Branko Milanović is one of the world’s foremost scholars on inequality. Most of his career can be understood as a campaign to reduce it: “a more equal world,” he writes, “remains a salutary objective.” He has also acknowledged “the inescapable influence of [Karl] Marx on my work”; and yet in a new article for Unherd, Milanović insists that according to Marx, “the reduction of inequality that could be obtained through syndicalist struggles cannot by itself be the final goal.”
How can we explain this apparent contradiction? Pretty easily: Marx insists that it is an
impossibility to achieve true equality under capitalism. True equality will become possible only when a minority no longer monopolises access to capital in order to hire labour, and to appropriate the surplus-value.
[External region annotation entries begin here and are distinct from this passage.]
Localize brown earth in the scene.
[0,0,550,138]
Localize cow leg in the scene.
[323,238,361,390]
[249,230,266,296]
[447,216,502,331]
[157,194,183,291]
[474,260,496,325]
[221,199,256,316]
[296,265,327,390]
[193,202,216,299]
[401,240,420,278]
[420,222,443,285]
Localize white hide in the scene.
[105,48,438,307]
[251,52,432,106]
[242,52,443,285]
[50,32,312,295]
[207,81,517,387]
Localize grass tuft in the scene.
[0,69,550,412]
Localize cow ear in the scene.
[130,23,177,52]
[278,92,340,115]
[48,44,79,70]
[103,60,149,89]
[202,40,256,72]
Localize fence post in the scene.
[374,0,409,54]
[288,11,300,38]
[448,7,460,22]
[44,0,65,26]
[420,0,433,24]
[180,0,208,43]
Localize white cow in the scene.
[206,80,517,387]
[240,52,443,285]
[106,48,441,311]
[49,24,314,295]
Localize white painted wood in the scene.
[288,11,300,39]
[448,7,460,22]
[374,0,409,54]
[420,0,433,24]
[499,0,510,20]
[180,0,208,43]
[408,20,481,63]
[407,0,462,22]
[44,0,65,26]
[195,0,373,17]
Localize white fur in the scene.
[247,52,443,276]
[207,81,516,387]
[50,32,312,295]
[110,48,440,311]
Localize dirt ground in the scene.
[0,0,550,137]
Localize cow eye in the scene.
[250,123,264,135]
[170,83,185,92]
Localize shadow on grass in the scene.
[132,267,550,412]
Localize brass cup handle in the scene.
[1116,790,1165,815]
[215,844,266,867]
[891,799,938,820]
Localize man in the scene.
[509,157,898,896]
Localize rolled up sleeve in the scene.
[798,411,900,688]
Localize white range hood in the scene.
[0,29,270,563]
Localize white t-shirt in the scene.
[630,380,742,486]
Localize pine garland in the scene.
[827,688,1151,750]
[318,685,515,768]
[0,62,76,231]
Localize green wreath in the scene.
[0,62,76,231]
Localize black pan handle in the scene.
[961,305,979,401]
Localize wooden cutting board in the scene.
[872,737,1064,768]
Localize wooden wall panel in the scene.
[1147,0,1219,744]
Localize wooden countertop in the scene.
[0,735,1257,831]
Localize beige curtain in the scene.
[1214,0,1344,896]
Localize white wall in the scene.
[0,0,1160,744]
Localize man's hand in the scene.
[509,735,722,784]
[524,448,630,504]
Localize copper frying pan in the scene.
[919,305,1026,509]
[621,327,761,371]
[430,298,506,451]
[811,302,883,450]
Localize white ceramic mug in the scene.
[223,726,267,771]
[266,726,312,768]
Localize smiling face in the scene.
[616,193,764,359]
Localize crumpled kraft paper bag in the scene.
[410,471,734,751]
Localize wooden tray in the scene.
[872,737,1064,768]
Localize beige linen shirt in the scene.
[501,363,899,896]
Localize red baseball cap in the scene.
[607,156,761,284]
Thus if your final goal is to reduce economic inequality as much as possible, Marx’s political programme of abolishing capitalism is a crucial next step. Marx is also, Milanović argues, “absolutely indispensable in the work on income and wealth inequality,” that is, studying it; Marx’s “class analysis is absolutely crucial for all students of inequality.”
So there really is no contradiction here at all: Milanović understands that you can be a Marxist while opposing income inequality.
And that’s what puzzles me about his new Unherd article: its central argument is that “the Left has given up on usurping capitalism,” but his evidence is our habit of “believing that reduction of inequality is the primary objective of the left.”
The train of logic seems to be something like this: Marx argues that you have to abolish capitalism if you want to reduce inequality. This is my goal, and why I often champion Marx in my opposition to inequality. But when the left does this, it’s proof that they “have given up on the idea of ending capitalism”. What?
Milanović’s article is a case study in what I’ve started to call Not Me, Though criticism — a line of rhetoric that’s become more and more common in attacks on the left. Not Me Though criticism is when you make a case against the Left that would seem, on the merits, to apply to yourself as well; but it proceeds, without explanation, as if it does not. Logically this is just a type of special pleading, but Not Me Though criticism has three distinctive features:
It relies on the assumption that people ordinarily do not criticize themselves, especially when the criticism is ungenerous or ferocious.
It is self-aggrandizing inasmuch as it implicitly positions the critic as a unique exception to the rule.
It flatters its audience by implying that if they agree with the critique, they are exceptional too — and in this way encourages them to exclude themselves from references to “the left.”
Unherd provides the perfect audience for this kind of criticism: it aims “to push back against the herd mentality,” but it almost always does so by punching left. Indeed, Not Me Though criticism seems to be the price of admission for leftists who want to write for pseudo-independent publications like Unherd and Compact; you can make substantively left arguments, but only if they are mobilized as a critique against a generalized left, and only if you present yourself as an exception.
It’s hard to say when Milanović feels the need to frame his argument with Not Me Though rhetoric, but the response to it straightforward. While his nuanced reading of Marx is correct, he provides no real evidence that Marx’s champions on the left tend to disagree with it. As far as I can tell, the sort of leftists who object to the abolition of private property are the sort of leftists who are likely to distance themselves from Marx as well. If Milanović thinks otherwise, his work is still ahead of him.